Photo by Destination Canada

Benoit Legault of Montreal’s Le Devoir recently visited Hamilton and raved about the vibrancy of the city. The travel writer of Canada’s esteemed daily francophone newspaper spent time in the city exploring its culinary and live music scenes, along with beautiful historic sites and “remarkable” museums. Legault suggests that Hamilton has emerged from the shadow of Toronto to compete with Canada’s largest city as a must-see destination, with recommendations to visit Dundurn Castle, Whitehern, Canadian Warplane Heritage Museum and the Canadian Football Hall of Fame. To take in and enjoy the area’s “bucolic natural settings”, he suggests heading to Royal Botanical Gardens and Spencer Gorge Conservation Area.

Photo by Destination Canada

The consensus is that Hamilton’s local food scene has exploded, and according to the Globe and Mail, one reason is that restaurant veterans are “ditching Toronto for Hamilton”. It lists at least five top Toronto chefs who have relocated to open buzz-worthy spots like Hamburgr, Aberdeen Tavern, The Heather and The French. Benoit Legault of Montreal’s Le Devoir raved about some of the same spots, specifically recommending The French, Radius, and Aberdeen Tavern, while giving a special shout out to the Hamilton Farmers’ Market.

Elle Canada also explored a few of the spots that are pioneering the Hamilton foodie landscape, eating its way across Hamilton with delicious results. The magazine recommends Earth to Table Bread Bar for “truly insane pizza” along with The Burnt Tongue for its changing roster of hearty daily soups and Belgian fries.

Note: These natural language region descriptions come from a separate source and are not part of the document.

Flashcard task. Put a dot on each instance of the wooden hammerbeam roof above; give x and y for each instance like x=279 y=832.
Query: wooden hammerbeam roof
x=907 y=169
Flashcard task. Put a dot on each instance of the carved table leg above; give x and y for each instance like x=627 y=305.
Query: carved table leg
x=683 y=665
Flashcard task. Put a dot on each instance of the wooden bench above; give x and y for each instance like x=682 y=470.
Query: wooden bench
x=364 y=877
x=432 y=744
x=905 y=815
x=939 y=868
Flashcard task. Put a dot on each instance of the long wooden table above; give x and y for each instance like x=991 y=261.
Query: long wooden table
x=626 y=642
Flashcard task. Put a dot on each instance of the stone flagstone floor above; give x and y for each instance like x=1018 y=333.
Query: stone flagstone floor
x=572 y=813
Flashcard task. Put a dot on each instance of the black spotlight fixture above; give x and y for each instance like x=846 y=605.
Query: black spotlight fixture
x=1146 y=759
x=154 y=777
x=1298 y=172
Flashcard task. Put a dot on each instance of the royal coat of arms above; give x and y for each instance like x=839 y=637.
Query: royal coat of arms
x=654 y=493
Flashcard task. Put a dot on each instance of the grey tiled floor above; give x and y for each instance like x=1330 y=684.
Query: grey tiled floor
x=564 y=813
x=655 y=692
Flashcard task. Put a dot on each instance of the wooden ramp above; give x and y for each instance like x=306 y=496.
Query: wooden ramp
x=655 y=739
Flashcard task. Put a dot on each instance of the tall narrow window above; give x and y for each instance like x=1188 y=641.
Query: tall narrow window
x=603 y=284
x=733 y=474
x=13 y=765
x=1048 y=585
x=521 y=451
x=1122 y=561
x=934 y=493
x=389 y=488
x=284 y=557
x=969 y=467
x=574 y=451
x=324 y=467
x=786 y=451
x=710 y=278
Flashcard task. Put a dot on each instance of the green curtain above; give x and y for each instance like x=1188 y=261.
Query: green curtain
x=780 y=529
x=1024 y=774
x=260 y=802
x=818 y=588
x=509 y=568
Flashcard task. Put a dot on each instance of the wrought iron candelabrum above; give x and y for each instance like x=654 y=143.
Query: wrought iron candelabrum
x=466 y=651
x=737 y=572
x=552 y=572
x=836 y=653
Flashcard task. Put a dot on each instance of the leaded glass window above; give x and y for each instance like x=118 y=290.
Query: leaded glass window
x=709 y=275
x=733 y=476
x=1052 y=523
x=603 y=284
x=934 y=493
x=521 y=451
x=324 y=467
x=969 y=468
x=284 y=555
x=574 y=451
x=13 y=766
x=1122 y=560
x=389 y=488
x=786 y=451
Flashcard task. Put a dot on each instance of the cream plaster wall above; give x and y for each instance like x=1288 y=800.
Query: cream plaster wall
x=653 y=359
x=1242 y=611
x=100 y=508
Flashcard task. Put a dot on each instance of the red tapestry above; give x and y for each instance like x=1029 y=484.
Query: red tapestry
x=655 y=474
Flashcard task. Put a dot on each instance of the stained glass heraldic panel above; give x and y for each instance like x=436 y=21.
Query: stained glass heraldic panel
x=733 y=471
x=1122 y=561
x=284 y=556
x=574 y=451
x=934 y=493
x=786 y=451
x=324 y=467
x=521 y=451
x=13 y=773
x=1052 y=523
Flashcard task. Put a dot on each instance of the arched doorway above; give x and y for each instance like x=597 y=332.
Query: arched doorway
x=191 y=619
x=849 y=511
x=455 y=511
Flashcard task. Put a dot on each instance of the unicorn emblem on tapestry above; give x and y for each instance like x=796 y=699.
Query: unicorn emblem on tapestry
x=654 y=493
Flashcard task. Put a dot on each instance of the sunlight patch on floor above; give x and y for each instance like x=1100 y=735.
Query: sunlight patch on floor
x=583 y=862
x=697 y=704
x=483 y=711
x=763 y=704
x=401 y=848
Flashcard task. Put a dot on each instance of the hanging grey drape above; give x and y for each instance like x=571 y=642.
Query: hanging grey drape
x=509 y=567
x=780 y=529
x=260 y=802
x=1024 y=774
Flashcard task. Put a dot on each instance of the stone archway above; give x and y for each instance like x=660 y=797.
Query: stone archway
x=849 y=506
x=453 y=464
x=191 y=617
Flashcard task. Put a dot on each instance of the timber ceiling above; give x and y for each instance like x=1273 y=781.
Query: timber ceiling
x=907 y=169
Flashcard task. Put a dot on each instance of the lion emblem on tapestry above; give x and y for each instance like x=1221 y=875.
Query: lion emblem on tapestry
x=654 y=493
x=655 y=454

Of the New York Times’ “five places to go”, three eateries were mentioned, including Nique, a spot that pays tribute to Canada’s ethnic mosaic with a menu that leaps from sushi nachos to braised beef cheek. The Times also praised its “playfully named cocktails”, specifically the bourbon-infused Thai Cat, a homage to the Hamilton Tiger-Cats. Saint James is described as a packed daytime-only eatery, where weekend crowds “queue for brunch staples like peppery avocado toast, crunchy falafel salad and house-made scones.” Steps from the James Street North strip, the tiny, all-white espresso bar Smalls offers “meticulous artisanal coffee alongside pillowy pastries from De La Terre, an organic bakery 29 miles to the east in Vineland”.

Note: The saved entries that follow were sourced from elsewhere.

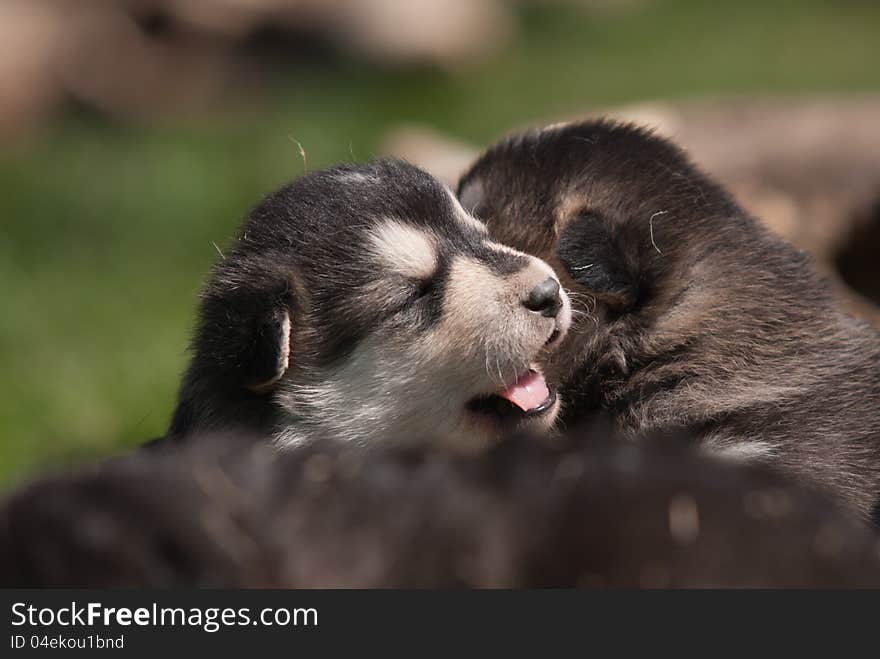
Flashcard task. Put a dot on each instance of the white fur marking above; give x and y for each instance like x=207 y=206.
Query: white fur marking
x=404 y=248
x=464 y=216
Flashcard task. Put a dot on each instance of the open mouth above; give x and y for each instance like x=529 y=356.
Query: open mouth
x=528 y=397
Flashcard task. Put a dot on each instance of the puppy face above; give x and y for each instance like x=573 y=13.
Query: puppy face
x=622 y=216
x=364 y=304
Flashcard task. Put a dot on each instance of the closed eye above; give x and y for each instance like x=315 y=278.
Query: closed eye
x=424 y=287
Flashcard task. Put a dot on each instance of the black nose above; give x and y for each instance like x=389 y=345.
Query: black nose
x=544 y=298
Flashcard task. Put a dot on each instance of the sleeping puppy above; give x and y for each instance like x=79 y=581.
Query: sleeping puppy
x=689 y=314
x=363 y=303
x=525 y=514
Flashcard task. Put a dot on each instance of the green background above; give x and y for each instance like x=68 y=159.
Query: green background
x=107 y=228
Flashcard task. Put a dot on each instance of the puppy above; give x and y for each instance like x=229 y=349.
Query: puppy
x=689 y=314
x=362 y=303
x=527 y=514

Photo by Destination Canada

In its feature story on Hamilton, the New York Times noted that the city is getting a big boost from creatives fleeing Toronto’s skyrocketing real estate costs. The Times found much of the buzz centered on once-rundown James Street North, which is percolating with a vibrant art scene. At The Assembly, sixteen prominent Ontario artists, including the painter Daniel Hutchinson and the sculptor Andrea Carvalho, started a bi-level cooperative gallery as an incubator for edgier work — and an alternative to Toronto’s competitive art scene.